Twins assistant GM Rob Antony has offered variations on this quote to multiple outlets, but here is the one he gave to MLB.com regarding roster battles at several positions: "Nobody's really stepped up to try to earn the spots, and that's a bad feeling when you're looking at giving spots away."

 

As we tweeted, this makes about as much sense as us being disappointed that our pug can't read our blog. Because there is a difference between genuine disappointment in underperforming and expecting a human (or dog) to do something that they simply are not equipped to do.

Antony has lamented that neither Aaron Hicks nor Alex Presley has grabbed hold of the center field job. Either conceivably could perform well this year. But neither has a track record suggesting they should be able to do that, and a few extra hits this spring shouldn't have convinced the Twins otherwise.

Jason Bartlett is a 34-year-old who hasn't played a regular-season game since May of 2012. Jason Kubel had a nice 2012, but he was awful in 2013. It would be great if he could return to peak form, but he'll be 32 soon and sometimes that just isn't in the cards.

As we've been saying all offseason, the Twins made reasonable upgrades to their starting rotation -- spending money that should translate into better performances.
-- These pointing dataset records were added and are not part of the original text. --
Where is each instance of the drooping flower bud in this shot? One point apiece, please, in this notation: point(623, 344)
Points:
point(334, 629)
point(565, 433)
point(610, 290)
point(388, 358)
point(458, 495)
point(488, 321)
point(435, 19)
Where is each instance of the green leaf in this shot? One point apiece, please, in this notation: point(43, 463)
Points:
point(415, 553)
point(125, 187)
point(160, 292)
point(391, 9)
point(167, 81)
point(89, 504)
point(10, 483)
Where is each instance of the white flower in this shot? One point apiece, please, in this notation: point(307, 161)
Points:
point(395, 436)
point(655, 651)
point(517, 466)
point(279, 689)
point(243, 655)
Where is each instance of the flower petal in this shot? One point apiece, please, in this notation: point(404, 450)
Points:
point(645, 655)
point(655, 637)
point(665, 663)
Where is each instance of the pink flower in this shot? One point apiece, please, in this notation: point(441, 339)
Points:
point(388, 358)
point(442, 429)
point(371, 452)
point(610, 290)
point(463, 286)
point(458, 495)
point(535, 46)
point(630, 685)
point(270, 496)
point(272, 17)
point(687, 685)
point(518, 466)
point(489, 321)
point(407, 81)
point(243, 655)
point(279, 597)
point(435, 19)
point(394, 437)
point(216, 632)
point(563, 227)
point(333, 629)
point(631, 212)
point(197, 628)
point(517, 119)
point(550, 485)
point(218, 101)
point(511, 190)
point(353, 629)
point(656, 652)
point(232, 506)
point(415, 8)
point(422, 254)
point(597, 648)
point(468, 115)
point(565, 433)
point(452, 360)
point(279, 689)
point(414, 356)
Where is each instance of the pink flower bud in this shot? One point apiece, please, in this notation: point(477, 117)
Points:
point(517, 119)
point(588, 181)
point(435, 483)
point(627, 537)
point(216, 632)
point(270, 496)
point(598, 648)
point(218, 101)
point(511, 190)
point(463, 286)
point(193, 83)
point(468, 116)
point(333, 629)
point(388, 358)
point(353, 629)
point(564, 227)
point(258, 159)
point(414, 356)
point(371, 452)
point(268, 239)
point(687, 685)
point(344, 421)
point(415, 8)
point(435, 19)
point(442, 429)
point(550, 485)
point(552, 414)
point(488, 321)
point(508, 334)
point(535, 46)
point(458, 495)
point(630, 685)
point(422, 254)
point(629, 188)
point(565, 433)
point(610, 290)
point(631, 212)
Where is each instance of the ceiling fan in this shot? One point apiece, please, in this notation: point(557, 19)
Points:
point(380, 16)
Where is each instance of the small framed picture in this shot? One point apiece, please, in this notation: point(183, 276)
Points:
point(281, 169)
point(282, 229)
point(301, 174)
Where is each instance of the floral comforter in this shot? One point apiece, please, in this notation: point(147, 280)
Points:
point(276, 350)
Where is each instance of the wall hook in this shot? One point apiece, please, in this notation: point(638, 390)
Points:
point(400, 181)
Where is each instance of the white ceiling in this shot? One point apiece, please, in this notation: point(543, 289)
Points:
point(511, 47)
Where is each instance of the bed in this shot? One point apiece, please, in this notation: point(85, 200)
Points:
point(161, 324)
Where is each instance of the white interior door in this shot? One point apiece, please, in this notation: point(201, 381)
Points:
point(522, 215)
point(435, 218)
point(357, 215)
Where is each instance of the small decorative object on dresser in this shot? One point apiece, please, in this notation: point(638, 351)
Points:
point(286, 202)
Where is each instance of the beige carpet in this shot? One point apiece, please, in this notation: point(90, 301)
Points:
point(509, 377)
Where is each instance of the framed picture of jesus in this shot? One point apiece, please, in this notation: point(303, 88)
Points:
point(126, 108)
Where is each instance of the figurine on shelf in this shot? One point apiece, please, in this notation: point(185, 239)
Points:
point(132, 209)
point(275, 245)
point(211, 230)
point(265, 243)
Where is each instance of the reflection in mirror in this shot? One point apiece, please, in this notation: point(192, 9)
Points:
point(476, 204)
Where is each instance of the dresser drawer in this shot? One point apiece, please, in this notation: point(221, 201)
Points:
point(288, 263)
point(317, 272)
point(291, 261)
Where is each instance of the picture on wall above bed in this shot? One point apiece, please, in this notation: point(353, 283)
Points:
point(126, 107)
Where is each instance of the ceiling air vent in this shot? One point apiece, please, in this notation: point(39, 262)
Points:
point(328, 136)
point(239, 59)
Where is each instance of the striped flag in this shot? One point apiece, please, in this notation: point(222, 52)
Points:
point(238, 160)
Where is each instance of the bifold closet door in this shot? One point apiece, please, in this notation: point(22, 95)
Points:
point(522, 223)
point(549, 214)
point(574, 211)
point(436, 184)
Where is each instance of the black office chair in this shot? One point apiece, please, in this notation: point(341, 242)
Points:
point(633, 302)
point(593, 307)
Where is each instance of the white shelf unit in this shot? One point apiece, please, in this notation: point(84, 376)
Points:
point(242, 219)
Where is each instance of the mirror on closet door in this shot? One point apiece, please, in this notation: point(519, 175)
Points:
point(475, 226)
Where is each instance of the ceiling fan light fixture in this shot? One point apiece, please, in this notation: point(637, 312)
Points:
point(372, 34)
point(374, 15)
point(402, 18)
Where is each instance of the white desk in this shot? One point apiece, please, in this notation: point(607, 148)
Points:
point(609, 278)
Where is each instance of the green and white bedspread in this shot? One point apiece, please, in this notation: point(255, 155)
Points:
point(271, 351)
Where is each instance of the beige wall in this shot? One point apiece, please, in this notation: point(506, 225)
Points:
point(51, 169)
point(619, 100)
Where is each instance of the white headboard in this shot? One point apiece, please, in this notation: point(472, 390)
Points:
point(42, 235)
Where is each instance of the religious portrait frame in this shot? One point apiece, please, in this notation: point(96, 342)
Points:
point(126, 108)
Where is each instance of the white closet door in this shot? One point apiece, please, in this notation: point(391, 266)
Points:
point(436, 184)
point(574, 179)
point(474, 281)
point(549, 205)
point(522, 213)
They did absolutely nothing -- short of adding light-hitting catcher Kurt Suzuki (OPS of .605 and .627 each of the last two seasons) -- to address their offense except hope and wish. Justin Morneau is gone. Ryan Doumit is gone. They weren't great, but they did have the second- and fifth-highest OPS among regulars, respectively, on a bad offensive team in 2013. The offense will need a breakout season from Oswaldo Arcia or a rebound season from Josh Willingham to avoid being historically bad in 2014.

To a certain extent, it's up to players to produce. It's also very much up to decision makers to put them in a position to succeed. If we're doling out blame for why it's not happening this spring, we're pretty sure we know where to start.